V O desemprego estrutural está aconte-cendo mesmo em países desenvolvidos.
FR Com a expansão do setor terciário, a natureza das relações de trabalho mudou e, em
conseqüência, também as regras que regulam o mercado. Hoje, o mercado informal já ocupa mais
do que o formal. No entanto, há muito pouco conhecimento sobre esta informalidade. Com
certeza, ela não é toda constituída de "rejeitados do mercado formal". Por isso mesmo, acabamos
de promover um workshop internacional sobre este tema, onde ficou evidente a heterogeneidade
de situações e a necessidade de repensarmos essa questão.
V Na situação macroeconômica, a ênfase fica com os financiamentos externos?
FR Para crescer mais, a taxa de investimento deve chegar a cerca de 25% do PIB, no final
desses 10 anos. O aumento da poupança interna não será suficiente e pressupõe a recuperação da
poupança do setor público, que praticamente desapareceu entre o final dos anos 80 e o início dos
anos 90. Eis porque será preciso atrair mais investimentos estrangeiros. Do ano passado para cá,
os investimentos diretos já aumentaram bastante, o que foi um grande avanço. E a expectativa é de
que aumentem bem mais, mesmo porque agora começam as privatizações que mais atraem a dos
setores elétrico e de telecomunicações.

V Para tanto, a estabilidade das normas tem que ser mantida.
FR Claro. A estabilidade, o avanço das reformas ... O Brasil tem uma grande vantagem,
inclusive em relação a outros países latino-americanos que avançaram na consolidação econômica:
a nossa estabilidade política já tem reconhecimento internacional.
V A carga tributária diminui com as privatizações?

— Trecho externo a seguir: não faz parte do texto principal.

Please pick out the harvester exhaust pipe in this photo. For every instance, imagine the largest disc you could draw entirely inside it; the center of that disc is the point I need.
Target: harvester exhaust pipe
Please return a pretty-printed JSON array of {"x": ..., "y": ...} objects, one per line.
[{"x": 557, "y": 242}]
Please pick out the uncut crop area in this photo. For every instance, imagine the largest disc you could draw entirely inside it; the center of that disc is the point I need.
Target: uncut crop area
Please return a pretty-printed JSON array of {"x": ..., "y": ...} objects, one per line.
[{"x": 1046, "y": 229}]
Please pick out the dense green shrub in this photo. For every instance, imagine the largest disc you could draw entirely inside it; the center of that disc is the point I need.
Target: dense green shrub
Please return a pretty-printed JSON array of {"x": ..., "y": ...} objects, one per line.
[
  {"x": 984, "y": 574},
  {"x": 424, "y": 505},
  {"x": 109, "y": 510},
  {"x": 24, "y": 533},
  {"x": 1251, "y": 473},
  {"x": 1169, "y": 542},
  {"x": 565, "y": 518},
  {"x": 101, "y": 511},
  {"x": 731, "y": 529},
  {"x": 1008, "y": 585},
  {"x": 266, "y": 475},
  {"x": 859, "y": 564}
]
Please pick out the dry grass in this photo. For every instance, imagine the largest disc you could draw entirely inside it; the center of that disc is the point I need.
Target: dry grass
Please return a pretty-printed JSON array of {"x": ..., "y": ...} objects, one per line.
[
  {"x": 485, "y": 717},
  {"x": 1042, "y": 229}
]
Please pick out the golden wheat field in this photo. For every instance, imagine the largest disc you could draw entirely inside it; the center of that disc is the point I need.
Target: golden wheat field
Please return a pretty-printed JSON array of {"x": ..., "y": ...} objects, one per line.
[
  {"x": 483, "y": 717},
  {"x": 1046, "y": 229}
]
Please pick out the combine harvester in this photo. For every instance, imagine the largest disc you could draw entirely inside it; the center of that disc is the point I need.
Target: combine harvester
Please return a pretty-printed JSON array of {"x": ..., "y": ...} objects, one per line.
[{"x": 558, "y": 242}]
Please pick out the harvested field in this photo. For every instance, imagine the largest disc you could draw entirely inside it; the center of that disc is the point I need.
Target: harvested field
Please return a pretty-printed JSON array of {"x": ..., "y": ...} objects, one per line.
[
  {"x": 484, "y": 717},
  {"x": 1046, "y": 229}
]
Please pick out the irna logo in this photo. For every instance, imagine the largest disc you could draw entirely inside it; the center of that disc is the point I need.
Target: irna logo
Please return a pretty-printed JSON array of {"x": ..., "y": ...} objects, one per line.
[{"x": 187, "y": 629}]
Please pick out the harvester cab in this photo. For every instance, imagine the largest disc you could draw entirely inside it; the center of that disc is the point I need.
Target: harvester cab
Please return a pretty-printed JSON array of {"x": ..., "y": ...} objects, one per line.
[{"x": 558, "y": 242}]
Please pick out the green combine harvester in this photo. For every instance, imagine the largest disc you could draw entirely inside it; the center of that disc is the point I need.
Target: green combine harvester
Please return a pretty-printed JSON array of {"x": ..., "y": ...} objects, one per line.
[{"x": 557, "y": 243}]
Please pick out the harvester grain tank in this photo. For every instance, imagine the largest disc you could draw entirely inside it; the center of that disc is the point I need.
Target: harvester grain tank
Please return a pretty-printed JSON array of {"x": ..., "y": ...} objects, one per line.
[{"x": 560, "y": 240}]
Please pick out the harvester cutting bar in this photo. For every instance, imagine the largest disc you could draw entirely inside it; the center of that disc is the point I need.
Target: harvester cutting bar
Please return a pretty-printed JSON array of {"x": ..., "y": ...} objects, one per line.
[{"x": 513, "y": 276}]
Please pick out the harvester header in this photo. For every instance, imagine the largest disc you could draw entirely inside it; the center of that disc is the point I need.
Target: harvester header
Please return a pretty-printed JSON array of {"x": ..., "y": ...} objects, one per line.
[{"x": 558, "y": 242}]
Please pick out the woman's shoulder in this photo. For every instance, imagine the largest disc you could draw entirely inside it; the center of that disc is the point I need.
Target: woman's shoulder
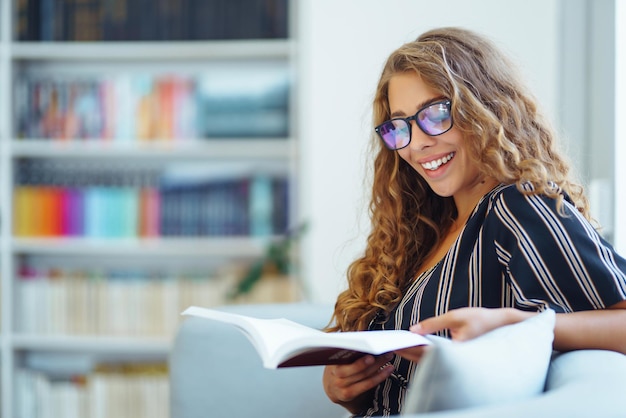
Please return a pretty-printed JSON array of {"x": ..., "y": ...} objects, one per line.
[
  {"x": 519, "y": 198},
  {"x": 518, "y": 193}
]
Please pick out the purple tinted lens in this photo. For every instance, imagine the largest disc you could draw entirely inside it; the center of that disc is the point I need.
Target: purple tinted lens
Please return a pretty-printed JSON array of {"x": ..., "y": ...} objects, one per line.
[
  {"x": 395, "y": 133},
  {"x": 435, "y": 119}
]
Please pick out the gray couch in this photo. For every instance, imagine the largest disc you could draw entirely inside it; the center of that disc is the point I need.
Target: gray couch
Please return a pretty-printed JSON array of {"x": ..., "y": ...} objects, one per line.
[{"x": 215, "y": 372}]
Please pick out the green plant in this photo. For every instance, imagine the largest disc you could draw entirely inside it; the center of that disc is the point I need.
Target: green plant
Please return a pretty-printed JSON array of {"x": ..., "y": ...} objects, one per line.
[{"x": 277, "y": 258}]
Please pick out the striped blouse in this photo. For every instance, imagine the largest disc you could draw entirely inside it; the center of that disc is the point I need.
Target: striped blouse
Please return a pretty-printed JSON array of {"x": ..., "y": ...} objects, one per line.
[{"x": 514, "y": 251}]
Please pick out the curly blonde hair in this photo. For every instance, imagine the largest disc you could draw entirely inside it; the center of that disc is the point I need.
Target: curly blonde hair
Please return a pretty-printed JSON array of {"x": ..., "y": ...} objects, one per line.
[{"x": 506, "y": 135}]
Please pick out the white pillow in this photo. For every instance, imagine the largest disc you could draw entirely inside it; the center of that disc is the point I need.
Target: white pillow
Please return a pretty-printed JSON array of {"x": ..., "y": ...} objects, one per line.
[{"x": 506, "y": 364}]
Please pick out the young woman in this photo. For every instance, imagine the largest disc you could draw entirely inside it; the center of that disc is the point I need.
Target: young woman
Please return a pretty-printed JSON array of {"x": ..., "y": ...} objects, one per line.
[{"x": 476, "y": 220}]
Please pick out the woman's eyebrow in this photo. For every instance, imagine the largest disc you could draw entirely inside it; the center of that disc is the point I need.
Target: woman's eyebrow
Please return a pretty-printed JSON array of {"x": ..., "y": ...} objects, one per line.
[{"x": 419, "y": 106}]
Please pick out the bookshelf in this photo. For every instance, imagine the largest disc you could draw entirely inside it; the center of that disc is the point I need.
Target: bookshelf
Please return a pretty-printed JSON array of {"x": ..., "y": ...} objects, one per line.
[{"x": 90, "y": 296}]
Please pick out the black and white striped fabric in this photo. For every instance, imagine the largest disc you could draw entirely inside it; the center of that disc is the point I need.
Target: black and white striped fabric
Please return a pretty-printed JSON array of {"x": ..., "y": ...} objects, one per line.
[{"x": 516, "y": 250}]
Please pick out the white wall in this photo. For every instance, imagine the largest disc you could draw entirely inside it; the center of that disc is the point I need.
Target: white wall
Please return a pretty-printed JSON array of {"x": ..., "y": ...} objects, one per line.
[
  {"x": 342, "y": 46},
  {"x": 620, "y": 127}
]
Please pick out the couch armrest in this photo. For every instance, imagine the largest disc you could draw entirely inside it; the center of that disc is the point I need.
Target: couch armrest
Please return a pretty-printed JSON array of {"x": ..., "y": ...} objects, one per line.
[{"x": 585, "y": 383}]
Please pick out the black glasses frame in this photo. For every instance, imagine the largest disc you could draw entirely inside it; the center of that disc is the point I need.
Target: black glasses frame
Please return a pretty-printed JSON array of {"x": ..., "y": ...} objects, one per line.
[{"x": 415, "y": 117}]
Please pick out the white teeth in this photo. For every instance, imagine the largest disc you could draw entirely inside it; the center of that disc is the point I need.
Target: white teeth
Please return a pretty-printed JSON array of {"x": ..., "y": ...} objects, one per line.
[{"x": 435, "y": 164}]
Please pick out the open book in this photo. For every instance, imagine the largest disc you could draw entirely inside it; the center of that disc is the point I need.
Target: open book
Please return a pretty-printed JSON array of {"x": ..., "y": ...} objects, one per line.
[{"x": 284, "y": 343}]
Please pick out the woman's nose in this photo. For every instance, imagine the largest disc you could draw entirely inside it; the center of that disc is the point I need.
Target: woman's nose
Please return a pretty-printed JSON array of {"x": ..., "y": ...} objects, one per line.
[{"x": 419, "y": 139}]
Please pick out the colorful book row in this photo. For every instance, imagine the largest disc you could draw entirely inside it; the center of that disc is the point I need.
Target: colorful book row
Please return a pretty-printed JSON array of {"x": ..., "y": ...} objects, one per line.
[
  {"x": 251, "y": 206},
  {"x": 142, "y": 106}
]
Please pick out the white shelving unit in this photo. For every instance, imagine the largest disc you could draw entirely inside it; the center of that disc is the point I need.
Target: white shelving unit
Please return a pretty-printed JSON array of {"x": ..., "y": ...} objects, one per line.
[{"x": 22, "y": 56}]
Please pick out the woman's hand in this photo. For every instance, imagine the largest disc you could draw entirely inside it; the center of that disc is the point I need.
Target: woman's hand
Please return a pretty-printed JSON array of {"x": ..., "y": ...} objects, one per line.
[
  {"x": 350, "y": 385},
  {"x": 467, "y": 323}
]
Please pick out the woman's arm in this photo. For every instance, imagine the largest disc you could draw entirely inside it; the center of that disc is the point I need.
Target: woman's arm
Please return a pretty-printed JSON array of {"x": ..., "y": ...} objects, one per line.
[{"x": 603, "y": 329}]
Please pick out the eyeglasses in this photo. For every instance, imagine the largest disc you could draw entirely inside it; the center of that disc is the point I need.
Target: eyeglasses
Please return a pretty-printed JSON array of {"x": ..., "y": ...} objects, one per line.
[{"x": 433, "y": 119}]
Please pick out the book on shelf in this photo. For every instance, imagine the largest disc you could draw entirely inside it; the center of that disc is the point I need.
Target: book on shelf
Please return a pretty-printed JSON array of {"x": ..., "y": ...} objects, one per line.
[
  {"x": 123, "y": 201},
  {"x": 284, "y": 343},
  {"x": 143, "y": 20},
  {"x": 237, "y": 101}
]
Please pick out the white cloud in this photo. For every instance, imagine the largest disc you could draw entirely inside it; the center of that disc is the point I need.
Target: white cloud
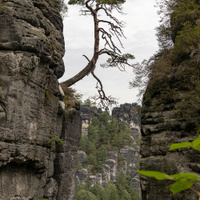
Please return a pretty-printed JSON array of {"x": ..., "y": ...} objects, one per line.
[{"x": 141, "y": 20}]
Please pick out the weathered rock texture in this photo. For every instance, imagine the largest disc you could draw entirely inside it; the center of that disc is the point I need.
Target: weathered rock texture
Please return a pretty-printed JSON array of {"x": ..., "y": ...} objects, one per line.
[
  {"x": 31, "y": 107},
  {"x": 111, "y": 168},
  {"x": 170, "y": 114}
]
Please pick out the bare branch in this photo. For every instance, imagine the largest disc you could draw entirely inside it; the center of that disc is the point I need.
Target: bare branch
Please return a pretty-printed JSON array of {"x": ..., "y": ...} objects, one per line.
[{"x": 105, "y": 101}]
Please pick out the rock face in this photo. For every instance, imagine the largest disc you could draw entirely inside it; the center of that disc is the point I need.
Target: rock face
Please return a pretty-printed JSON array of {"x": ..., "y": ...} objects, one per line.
[
  {"x": 87, "y": 113},
  {"x": 111, "y": 168},
  {"x": 170, "y": 114},
  {"x": 32, "y": 117}
]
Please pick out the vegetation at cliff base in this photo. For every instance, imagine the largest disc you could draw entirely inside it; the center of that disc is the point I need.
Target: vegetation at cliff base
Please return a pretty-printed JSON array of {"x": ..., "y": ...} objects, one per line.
[
  {"x": 105, "y": 134},
  {"x": 122, "y": 190},
  {"x": 182, "y": 181}
]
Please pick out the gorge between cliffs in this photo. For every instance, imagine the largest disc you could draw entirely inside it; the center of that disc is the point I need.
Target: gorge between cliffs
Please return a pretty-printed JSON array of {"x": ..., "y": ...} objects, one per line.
[{"x": 41, "y": 127}]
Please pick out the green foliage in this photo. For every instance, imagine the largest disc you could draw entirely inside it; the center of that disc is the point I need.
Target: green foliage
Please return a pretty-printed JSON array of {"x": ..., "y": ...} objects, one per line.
[
  {"x": 122, "y": 190},
  {"x": 71, "y": 99},
  {"x": 104, "y": 134},
  {"x": 89, "y": 102},
  {"x": 81, "y": 2},
  {"x": 182, "y": 181},
  {"x": 194, "y": 144},
  {"x": 60, "y": 4},
  {"x": 53, "y": 140}
]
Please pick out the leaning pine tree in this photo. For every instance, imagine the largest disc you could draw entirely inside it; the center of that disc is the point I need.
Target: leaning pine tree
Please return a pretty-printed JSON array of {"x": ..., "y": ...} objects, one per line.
[{"x": 102, "y": 13}]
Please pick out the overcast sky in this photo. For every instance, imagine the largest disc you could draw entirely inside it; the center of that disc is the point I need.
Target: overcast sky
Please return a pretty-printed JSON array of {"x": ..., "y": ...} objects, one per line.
[{"x": 141, "y": 20}]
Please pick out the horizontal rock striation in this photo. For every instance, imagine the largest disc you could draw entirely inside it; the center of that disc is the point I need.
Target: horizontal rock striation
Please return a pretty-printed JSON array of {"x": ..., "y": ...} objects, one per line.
[{"x": 130, "y": 113}]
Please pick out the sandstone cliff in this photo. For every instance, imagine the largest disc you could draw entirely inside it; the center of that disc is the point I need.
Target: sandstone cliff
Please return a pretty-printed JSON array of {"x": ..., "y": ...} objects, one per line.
[
  {"x": 130, "y": 113},
  {"x": 32, "y": 115},
  {"x": 171, "y": 105}
]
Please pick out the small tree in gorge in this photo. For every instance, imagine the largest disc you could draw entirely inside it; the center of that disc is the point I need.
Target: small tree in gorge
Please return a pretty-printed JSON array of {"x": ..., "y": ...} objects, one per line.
[{"x": 105, "y": 29}]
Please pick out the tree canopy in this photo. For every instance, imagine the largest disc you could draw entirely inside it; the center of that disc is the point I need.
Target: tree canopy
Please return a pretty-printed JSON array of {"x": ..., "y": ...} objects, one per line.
[{"x": 107, "y": 31}]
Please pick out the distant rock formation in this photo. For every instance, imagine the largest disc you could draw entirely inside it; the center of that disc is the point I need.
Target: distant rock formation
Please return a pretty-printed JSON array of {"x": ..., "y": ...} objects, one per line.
[
  {"x": 130, "y": 113},
  {"x": 32, "y": 113}
]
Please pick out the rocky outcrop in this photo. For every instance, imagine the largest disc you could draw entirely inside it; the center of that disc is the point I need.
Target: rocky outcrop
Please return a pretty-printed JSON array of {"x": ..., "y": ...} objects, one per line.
[
  {"x": 87, "y": 113},
  {"x": 130, "y": 156},
  {"x": 170, "y": 114},
  {"x": 32, "y": 115}
]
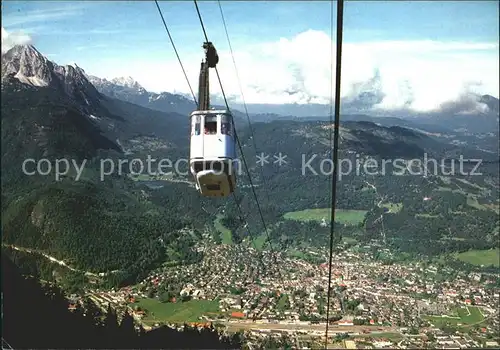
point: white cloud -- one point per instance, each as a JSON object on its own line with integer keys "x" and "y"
{"x": 421, "y": 75}
{"x": 10, "y": 40}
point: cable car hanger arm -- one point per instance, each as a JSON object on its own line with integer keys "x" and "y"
{"x": 211, "y": 60}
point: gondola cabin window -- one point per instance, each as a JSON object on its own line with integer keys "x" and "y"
{"x": 210, "y": 124}
{"x": 196, "y": 125}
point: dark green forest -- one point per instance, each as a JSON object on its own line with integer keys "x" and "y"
{"x": 36, "y": 315}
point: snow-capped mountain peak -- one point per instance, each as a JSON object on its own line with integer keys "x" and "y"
{"x": 127, "y": 82}
{"x": 26, "y": 64}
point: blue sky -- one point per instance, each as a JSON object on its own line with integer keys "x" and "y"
{"x": 118, "y": 38}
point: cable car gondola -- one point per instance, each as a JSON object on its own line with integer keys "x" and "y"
{"x": 213, "y": 148}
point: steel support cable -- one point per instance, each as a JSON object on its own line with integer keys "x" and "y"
{"x": 176, "y": 53}
{"x": 194, "y": 98}
{"x": 239, "y": 145}
{"x": 340, "y": 17}
{"x": 245, "y": 222}
{"x": 243, "y": 98}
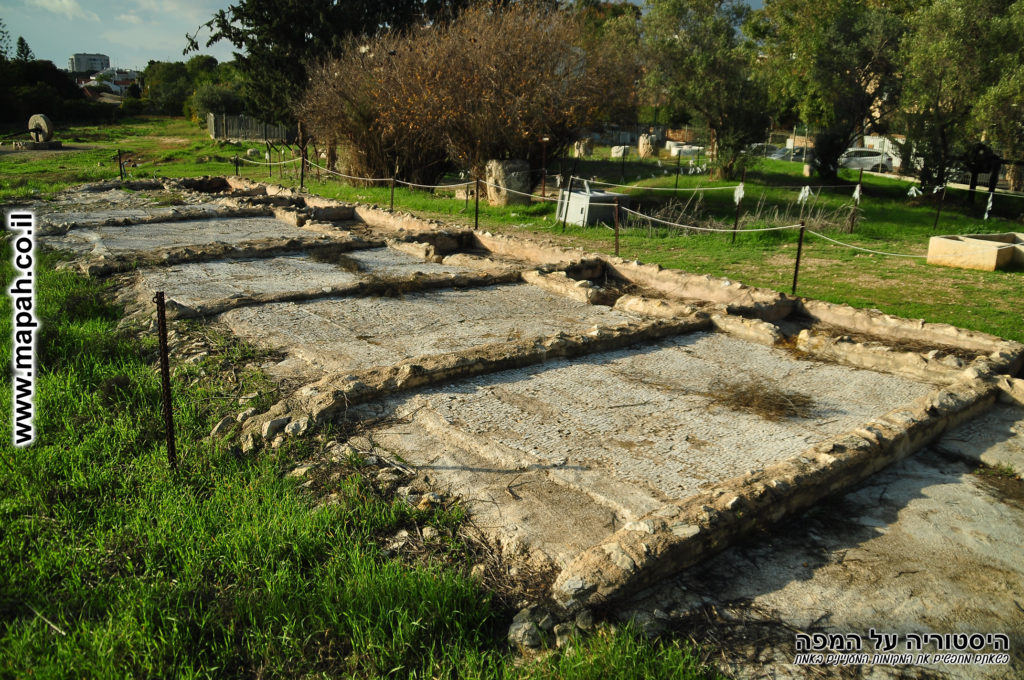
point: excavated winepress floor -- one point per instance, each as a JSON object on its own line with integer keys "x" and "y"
{"x": 610, "y": 420}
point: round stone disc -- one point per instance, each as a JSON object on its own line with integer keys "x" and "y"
{"x": 41, "y": 128}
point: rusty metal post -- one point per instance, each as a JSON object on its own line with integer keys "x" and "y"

FR Os países da OECD não baixaram a carga tributária depois das privatizações, nos anos 80.
No caso brasileiro, também não é recomendável a redução dos índices atuais em torno dos
30%.
V Qual o papel do sistema financeiro nessa trajetória?
FR Vai ter que readquirir sua capacidade de atuar como intermediário dessa poupança para
investimento de longo prazo e não apenas para aplicações de curto prazo. O seu papel é muito
importante.
V E os fundos de pensão? Ganharam um destaque antes impensado.
FR Há uma grande expectativa em torno dos fundos de pensão. Tudo depende da reforma da
previdência. De qualquer forma, o potencial é grande. O patrimônio, da ordem de US$ 67 bilhões,
em agosto do ano passado, segundo cálculos atuariais, poderá ser elevado para mais de US$ 200
bilhões no primeiro qüinqüênio do próximo século.
V Em resumo, quais são as estratégias para consolidar a trajetória de longo prazo?
FR Brasil na virada do milênio considera indispensável, por exemplo, reduzir o custo Brasil e
promover o crescimento com estabilidade de preços, acompanhando o quadro macroeconômico
global. O desafio para um país como o Brasil é como se beneficiar dessa nova onda de
prosperidade e estabilidade internacional. A trajetória está traçada.